I was eight when the flick was released in 1987, and being heavily into the cards at that point, I couldn't wait to see the adventures unfold on the big screen. My mother took me to the theater one afternoon, and we exited no more than ten minutes into the madness. Quick tip: if you're making movies that are gonna be targeted towards little kids, you may wanna skip any scenes involving alligator monsters eating severed toes out of lunchboxes. The main problem with the Pail Kids' forage into Hollywood isn't that it's a terrible movie. Truly, there's been many commercially successful movies that were largely considered terrible. The folly found here lies in the fact that once you get past the toilet humor and the emphasis on everything scatological, you're left with a movie that few kids wouldn't be pretty damn creeped out by.

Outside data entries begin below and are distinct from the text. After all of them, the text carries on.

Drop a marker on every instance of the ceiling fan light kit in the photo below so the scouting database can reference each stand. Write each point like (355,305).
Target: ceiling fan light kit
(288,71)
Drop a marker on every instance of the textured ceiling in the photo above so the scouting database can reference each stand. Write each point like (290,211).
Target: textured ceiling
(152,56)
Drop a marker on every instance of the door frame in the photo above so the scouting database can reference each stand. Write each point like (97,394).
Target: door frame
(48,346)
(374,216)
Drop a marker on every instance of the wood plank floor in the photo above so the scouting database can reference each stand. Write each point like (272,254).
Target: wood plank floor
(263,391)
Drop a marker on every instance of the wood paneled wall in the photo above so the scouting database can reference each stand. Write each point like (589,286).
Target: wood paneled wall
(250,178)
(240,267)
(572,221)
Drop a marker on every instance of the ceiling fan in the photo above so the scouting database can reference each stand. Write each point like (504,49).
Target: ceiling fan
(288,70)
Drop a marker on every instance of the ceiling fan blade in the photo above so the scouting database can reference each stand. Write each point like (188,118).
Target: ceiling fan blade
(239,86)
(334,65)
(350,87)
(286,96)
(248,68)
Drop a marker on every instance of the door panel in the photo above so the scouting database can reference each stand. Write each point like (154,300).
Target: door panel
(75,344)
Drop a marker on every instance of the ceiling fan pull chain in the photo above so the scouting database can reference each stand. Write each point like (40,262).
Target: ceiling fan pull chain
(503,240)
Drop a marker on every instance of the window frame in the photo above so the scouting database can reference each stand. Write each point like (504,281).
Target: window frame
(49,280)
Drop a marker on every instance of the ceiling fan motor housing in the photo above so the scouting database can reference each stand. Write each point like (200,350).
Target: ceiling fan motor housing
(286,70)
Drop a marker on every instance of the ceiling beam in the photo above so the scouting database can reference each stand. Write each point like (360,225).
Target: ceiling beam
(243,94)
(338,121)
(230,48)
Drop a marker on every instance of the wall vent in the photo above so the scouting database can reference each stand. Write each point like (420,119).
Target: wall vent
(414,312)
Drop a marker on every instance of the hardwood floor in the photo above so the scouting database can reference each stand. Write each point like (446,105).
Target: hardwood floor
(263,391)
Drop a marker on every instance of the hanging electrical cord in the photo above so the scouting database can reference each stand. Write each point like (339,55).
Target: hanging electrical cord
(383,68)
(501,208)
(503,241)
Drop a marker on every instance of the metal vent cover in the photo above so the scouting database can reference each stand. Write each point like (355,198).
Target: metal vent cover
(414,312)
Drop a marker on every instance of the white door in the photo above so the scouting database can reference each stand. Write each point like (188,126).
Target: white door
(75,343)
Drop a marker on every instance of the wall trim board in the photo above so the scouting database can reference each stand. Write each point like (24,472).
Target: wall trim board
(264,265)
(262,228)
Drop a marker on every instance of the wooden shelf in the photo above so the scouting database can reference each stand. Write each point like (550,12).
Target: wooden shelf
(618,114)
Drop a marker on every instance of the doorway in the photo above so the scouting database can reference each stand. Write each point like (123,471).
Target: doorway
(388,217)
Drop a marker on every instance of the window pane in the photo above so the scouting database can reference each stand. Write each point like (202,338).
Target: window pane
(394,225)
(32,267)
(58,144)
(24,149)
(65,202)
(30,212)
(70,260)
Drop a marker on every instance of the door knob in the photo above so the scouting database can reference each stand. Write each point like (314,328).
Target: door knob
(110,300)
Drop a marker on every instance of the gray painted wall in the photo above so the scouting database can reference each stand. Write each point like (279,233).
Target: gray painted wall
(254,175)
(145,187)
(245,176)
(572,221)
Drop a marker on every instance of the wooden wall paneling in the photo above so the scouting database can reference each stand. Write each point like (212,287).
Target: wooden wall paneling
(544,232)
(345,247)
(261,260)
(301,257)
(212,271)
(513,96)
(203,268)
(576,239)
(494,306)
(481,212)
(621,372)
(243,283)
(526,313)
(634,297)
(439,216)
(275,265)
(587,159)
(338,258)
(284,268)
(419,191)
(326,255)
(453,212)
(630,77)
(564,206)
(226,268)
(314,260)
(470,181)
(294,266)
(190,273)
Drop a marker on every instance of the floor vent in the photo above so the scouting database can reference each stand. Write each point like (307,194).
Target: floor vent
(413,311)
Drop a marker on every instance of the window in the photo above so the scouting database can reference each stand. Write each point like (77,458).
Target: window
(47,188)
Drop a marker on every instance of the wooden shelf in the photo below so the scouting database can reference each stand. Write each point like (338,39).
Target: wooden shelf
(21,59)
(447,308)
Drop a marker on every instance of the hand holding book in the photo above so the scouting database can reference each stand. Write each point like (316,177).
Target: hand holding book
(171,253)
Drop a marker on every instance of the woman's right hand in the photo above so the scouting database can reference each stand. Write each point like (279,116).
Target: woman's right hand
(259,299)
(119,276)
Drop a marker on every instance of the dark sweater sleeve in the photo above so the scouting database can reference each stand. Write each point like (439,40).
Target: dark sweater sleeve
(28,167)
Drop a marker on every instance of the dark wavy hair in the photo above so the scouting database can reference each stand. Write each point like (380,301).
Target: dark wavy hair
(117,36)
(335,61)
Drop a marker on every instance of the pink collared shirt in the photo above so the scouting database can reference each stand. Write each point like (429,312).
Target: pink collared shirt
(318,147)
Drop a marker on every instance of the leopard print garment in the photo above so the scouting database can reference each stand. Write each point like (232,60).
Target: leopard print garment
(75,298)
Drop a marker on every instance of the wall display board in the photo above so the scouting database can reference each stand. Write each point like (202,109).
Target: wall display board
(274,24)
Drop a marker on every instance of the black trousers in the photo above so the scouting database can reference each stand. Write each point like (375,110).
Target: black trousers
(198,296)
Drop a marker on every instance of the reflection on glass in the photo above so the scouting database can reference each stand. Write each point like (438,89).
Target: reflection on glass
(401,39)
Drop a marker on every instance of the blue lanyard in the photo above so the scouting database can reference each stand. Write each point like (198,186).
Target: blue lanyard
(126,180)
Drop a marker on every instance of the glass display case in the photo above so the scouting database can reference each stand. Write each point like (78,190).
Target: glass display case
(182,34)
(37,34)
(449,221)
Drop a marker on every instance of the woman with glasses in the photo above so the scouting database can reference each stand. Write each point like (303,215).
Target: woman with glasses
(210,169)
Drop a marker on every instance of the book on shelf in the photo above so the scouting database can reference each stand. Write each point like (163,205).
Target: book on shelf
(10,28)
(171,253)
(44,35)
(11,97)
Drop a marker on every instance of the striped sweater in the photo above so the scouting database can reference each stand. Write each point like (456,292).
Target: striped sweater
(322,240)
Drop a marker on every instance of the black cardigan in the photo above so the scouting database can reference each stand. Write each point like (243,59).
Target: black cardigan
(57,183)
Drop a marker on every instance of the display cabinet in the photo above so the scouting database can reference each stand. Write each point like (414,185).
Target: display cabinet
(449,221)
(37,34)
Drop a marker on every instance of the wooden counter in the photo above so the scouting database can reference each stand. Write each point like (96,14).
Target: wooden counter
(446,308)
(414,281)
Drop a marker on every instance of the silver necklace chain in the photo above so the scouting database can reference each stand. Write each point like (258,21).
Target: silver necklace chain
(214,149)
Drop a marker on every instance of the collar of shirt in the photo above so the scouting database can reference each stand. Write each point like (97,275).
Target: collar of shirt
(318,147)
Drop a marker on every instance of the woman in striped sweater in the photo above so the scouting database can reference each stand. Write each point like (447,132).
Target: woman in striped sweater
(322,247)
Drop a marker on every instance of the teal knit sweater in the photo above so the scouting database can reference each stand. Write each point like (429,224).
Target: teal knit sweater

The Garbage Pail Kids, now represented in live action by a bunch of midgets in goofy suits, are some of the scariest looking creatures I've seen. Yes, they're supposed to be ugly - that's the gimmick. Still, even though they're portrayed as mostly friendly hero characters, the damn things are so eerie looking that few children were going to enjoy watching their exploits. This is something you'll see in the review down below, but when talking about the movie's massive failure, creepy creature effects were just the tip of the iceberg.
I'm not saying that all kiddie flicks need to have great stories, but it would've done wonders for GPK. When left to their own devices in a futile effort to fill enough time to get the bitch considered as an actual 'feature,' the plot relies on a total onslaught of bad taste: snot, gas, urine, vomit, acne, shit, violence - you name it, it's here in volume. Remember, the cards might've seemed harmless to those of us who collected 'em, but parents hated the things. My elementary school banned them entirely, and the series had quickly established itself as a controversial entity. That's fine for trading cards - kids would manage to get their hands on those no matter what adults thought. The same can't be said for the movie, and I can't think of many mommies and daddies who'd be willing to sit through this even if it wasn't such an obviously bad influence on their kin. The cut version is rated PG, but I'm sure most parents would've preferred that their kids watch the gamut of Elm Street movies before this piece of trash. In fact, the movie left such a bad taste in my mouth, I threw away all my GPK cards the second I got home from seeing the ten minutes of it I could actually stomach. Considering that I was part of their target audience, that's a pretty sad commentary on the finished product. The proof? X-E, an 80s kid culture site with extensive reviews on obscure cartoons and crayons you've never heard of, and yet you'd have a hard time finding more than a paragraph about the legendary Garbage Pail Kids? Don't get me wrong - this is a freakin' gold mine for the bad movie enthusiast, but I don't think the producers were aiming to please a bunch of grown up geeks who'd watch their opus on a poorly dubbed cassette almost two decades later.